Maureen Woodlock stands by one of her bottle trees. |
How often do we pull into the recycling depot on Route 6 west of Pugwash, drop off a bag or two of cans or bottles, thank the woman who hands over some money, then drive off without ever noticing the yellow lilies blooming in the gardens, the massive piles of blue wine bottles to the left of the drop-off deck, or perhaps even the blue eyes under the woman’s cap with “Keep Garbage Beneficial” embroidered on it?
Maureen Woodlock has been the owner-operator of the KGB enviro-depot for 17 years and when I land in there one afternoon for a chat, she’s in the process of taking all the signs off the outside walls of her green-and-orange-painted trailers in preparation for a big move just a short distance away. She bought the former tavern near Pugwash River Road.“It’s not really a building here. It’s just a bunch of trailers tacked together,” Maureen says of her current location. “It’s nice here but now we’ll have a nice building that won’t leak and will have real facilities. As well, I’ll have a real asset with the business; right now, it’s not really worth anything.”
With a small laugh, she admits she’s excited about the move.
“I’m starting this when I’m 63, when I should be retiring, but if you look at most of my peers running small businesses, most of us are still kicking at our age,” she says then admits that financially, she really can’t retire yet. “I see other people retired and I think that would be a good life but that’s not the way it is so I’m still working. Then again, I kinda like it.”
At the new location, she’ll continue to accept electronics and paint, cans and bottles for recycling, and now she’s accepting textiles.

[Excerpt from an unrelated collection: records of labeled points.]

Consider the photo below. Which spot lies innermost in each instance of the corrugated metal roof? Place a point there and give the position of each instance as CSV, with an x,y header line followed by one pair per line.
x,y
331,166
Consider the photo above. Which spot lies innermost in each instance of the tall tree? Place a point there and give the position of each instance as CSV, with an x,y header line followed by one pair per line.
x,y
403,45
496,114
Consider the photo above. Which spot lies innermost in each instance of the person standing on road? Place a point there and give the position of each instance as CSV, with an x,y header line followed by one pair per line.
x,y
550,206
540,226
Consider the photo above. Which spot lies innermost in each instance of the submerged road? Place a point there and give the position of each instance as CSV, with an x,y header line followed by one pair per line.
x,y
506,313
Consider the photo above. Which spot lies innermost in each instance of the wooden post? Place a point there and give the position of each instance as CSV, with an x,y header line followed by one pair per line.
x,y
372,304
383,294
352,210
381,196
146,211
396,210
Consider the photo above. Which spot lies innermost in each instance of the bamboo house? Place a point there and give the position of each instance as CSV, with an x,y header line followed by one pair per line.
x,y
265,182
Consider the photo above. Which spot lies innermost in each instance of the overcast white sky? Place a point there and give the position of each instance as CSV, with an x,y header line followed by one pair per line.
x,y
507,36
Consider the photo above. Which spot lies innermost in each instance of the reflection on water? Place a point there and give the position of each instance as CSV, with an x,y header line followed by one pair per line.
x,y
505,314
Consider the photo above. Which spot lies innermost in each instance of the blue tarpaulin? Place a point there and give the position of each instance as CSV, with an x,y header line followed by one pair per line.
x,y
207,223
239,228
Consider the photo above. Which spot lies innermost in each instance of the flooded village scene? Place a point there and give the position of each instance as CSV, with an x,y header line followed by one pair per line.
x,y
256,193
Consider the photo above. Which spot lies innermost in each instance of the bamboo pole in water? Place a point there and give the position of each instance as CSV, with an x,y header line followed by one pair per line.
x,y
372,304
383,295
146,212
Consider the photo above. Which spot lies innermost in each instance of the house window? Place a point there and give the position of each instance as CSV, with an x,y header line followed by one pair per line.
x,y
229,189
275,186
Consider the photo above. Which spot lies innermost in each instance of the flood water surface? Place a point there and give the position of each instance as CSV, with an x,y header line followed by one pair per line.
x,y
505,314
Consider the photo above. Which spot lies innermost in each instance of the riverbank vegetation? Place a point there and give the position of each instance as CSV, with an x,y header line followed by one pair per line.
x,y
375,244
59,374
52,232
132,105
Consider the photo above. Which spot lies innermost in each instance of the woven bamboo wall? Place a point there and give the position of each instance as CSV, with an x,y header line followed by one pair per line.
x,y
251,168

“A lot of garbage, about 12 per cent, is used clothing,” she tells me.
A proper building also allows Maureen to truly indulge her passion for bottle craft. Having handled “millions and millions and millions” of bottles over the past 17 years, Maureen was inspired to repurpose them. She has made wind chimes, wine glasses, vases and hanging candle holders. She even sold her wind chimes at the Pugwash Farmers’ Market, but what’s been holding her back is finding the right glue and the right chain for her works of art.
A blue bottle wind chime hangs below her office.
“I’ve had a lot of people want to buy the wind chime right out there,” she says, “but it’s my one and only. I’m going to hang up in the new building for decoration.”
Because her craft trailer doesn’t have a view of the driveway, she’s not been able to work in it as often as she’d like.
“At the new building, it’ll be a better setup. I’m hoping to be able to work bottle craft in the heated part and still keep an eye on what’s going on in the depot,” she says. “And I do want to work on the bottle craft. I believe there’s potential in that. The hanging candles are really nice.”
But what I’m most curious about are the blue bottles hanging off the trees lining Route 6.
“Those are called ‘bottle trees’,” Maureen says. “A woman came to the market and told me I could use all the blue wine bottles for bottle trees and I’d never heard of them.”
According to the Old Farmer’s Almanac website, African slaves created bottle trees from dead trees or large limbs next to their quarters and decorated them with glass bottles found in garage piles. Blue bottles were coveted because they repelled evil and trapped night spirits to be destroyed by the rising sun.
Maureen simply likes bottle trees as decoration.
Of her blue bottles on the pruned poplars out front, she says, “I like the idea they are on living trees.”